Mme Marietta Karamanli attire l'attention de M. le ministre de l'économie, des finances et de la souveraineté industrielle, énergétique et numérique sur les mécanismes juridiques qui doivent permettre aujourd'hui de prévenir la concentration croissante du pouvoir économique au sein des très grandes entreprises. En l'état, dans de nombreux États le droit privé, via des techniques de codage des actifs (utilisation de techniques juridiques pour donner à des biens ordinaires une valeur d'actif), l'usage stratégique de la dette pour les acquisitions (opération où un investisseur rachète une entreprise en utilisant principalement de la dette, souvent garantie par les actifs ou les flux futurs de l'entreprise rachetée), la non réalisation des plus values (pour échapper à l'imposition) et le choix d'un système juridique plutôt qu'un autre (pour obtenir un avantage économique) favorise une concentration du pouvoir économique, faisant largement échapper celle-ci aux instruments classiques de régulation.

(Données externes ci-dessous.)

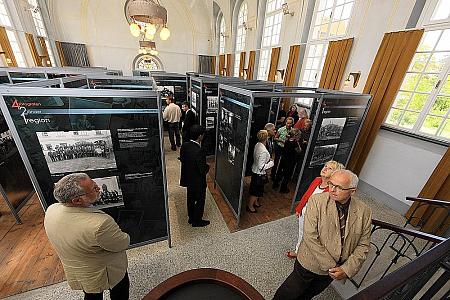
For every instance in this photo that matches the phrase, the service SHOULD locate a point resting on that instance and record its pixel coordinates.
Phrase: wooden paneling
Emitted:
(27, 259)
(291, 68)
(60, 53)
(241, 64)
(229, 68)
(335, 63)
(251, 65)
(274, 58)
(384, 80)
(33, 50)
(6, 46)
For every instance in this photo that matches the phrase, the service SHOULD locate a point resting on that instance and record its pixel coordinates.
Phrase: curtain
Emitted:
(241, 64)
(291, 68)
(335, 63)
(274, 58)
(251, 65)
(6, 46)
(438, 188)
(206, 64)
(34, 52)
(229, 65)
(72, 54)
(385, 77)
(222, 64)
(60, 53)
(44, 51)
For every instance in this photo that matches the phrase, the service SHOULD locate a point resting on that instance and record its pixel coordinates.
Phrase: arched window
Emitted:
(222, 36)
(271, 34)
(147, 62)
(240, 35)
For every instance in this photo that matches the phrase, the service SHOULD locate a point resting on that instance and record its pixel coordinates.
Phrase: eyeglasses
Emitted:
(338, 187)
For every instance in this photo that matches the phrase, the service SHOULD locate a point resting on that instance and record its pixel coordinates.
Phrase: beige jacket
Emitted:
(90, 244)
(320, 248)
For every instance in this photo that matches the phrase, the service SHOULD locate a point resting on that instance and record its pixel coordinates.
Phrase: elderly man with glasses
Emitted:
(90, 244)
(336, 239)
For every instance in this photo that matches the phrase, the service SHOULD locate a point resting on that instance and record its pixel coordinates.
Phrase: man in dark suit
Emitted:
(193, 175)
(188, 121)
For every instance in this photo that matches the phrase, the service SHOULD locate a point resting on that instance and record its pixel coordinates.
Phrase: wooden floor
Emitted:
(274, 205)
(27, 260)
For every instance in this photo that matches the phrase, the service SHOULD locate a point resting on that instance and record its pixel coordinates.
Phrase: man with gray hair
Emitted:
(90, 244)
(336, 239)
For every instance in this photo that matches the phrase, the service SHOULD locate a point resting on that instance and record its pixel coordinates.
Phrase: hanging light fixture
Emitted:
(146, 17)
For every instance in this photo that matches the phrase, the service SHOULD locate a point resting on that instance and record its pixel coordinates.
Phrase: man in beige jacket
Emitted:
(90, 244)
(336, 239)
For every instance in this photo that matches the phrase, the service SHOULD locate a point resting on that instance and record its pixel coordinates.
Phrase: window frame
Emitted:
(433, 95)
(265, 51)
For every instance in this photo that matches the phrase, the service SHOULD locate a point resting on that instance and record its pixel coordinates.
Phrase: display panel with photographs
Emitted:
(234, 113)
(15, 184)
(121, 151)
(337, 122)
(77, 151)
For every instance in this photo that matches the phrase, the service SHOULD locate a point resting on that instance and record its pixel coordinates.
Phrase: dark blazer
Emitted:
(189, 120)
(193, 166)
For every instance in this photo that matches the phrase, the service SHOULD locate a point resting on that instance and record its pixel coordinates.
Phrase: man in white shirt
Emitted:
(172, 114)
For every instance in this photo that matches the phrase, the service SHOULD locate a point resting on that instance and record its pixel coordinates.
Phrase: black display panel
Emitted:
(234, 114)
(210, 106)
(115, 139)
(337, 122)
(15, 183)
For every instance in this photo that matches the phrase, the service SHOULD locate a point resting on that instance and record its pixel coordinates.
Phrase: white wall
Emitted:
(102, 26)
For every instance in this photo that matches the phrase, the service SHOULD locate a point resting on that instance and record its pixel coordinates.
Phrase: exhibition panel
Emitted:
(114, 136)
(15, 184)
(119, 82)
(336, 126)
(235, 113)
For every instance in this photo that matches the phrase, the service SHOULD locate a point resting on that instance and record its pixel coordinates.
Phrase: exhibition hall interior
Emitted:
(214, 135)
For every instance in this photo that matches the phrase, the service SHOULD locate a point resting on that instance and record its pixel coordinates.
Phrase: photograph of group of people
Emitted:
(73, 151)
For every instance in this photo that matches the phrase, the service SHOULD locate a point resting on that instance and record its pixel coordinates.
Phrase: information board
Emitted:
(232, 140)
(113, 136)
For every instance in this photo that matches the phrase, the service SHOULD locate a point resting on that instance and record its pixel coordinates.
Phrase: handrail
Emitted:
(402, 276)
(429, 201)
(415, 233)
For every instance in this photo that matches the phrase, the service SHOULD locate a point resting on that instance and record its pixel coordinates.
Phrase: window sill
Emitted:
(416, 136)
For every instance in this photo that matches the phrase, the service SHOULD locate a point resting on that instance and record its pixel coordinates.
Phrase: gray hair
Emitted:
(352, 176)
(68, 187)
(269, 126)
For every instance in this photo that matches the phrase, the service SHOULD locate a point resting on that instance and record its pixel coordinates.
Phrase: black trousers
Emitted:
(120, 291)
(196, 203)
(174, 129)
(302, 284)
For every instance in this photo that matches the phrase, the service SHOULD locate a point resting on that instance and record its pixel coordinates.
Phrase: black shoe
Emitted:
(201, 223)
(284, 191)
(251, 211)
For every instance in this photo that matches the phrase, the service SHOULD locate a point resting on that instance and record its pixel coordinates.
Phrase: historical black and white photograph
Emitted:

Elle rappelle que plusieurs organisations internationales (OCDE, Union européenne, Banque mondiale) ont engagé des initiatives pour limiter cette concentration, notamment à travers de l'impôt minimum mondial, la lutte contre l'érosion de la base fiscale (ensemble des pratiques par lesquelles des entreprises déplacent artificiellement leurs bénéfices vers des pays où l'impôt est faible ou nul), le contrôle des concentrations et la transparence des bénéficiaires effectifs. Elle demande quelles initiatives le Gouvernement entend promouvoir, aux niveau national et européen, pour encadrer les acquisitions financées par effet de levier, limiter les stratégies de non réalisation des plus values et de report indéfini de l'imposition, renforcer la transparence des structures de propriété et des entités juridiques, limiter l'arbitrage légal, fiscal ou réglementaire et ainsi échapper aux régulations nationales et, plus largement, adapter le cadre juridique du capital afin de prévenir une concentration excessive du pouvoir économique contraire à l'intérêt général. Elle souhaite également savoir si le Gouvernement envisage de soutenir, au sein de l'Union européenne, la création d'un cadre commun de régulation des structures juridiques complexes et des acquisitions hautement endettées, afin de garantir une concurrence équitable et la cohésion sociale.

Sans réponse à ce jour. Publiée le 11 août 2026, soit 7 jours d'attente. Le gouvernement dispose en principe de deux mois pour répondre à une question écrite ; les questions restées sans réponse tombent à la fin de la législature.